Edouard Jerome Paupion (1854-1912)
[Edouard J. Paupion, Edouard Paupion, Edouard-Jerome Paupion, Eduard Paupion]
Ovid tells the tragical history of Pyramus and Thisbe in the
fourth book of his "Metamorphoses." The lovers were natives of Babylon, and
tenderly attached to each other, but their parents opposed their union and they had to meet in
secret by night. These meetings they arranged by conversing through a crevice in the wall
which divided their adjoining gardens. Having made a rendezvous at the tomb of Ninus,
in the necropolis outside the city, Thisbe arrived first on the spot, where she encountered
a lioness which had just killed an ox, and in her flight while flying from the dreaded beast
dropped her garment, which the lioness tore to pieces.
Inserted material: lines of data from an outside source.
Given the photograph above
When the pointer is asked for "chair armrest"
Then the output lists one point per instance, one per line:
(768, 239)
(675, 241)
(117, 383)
When Pyramus reached the tomb
he discovered the robe, torn and covered with the blood of the ox, and supposing his mistress
to have been killed and devoured, he, in despair, killed himself. Thisbe, having regained
her courage, returned only to find her lover dead, whereupon she too committed suicide.
Edouard Paupion, the painter of "Thisbe," was born at Dijon and is a pupil of J.L. Gerome.
His genre pictures and portraits are highly esteemed and his historical and romantic
subjects always well composed and excuted.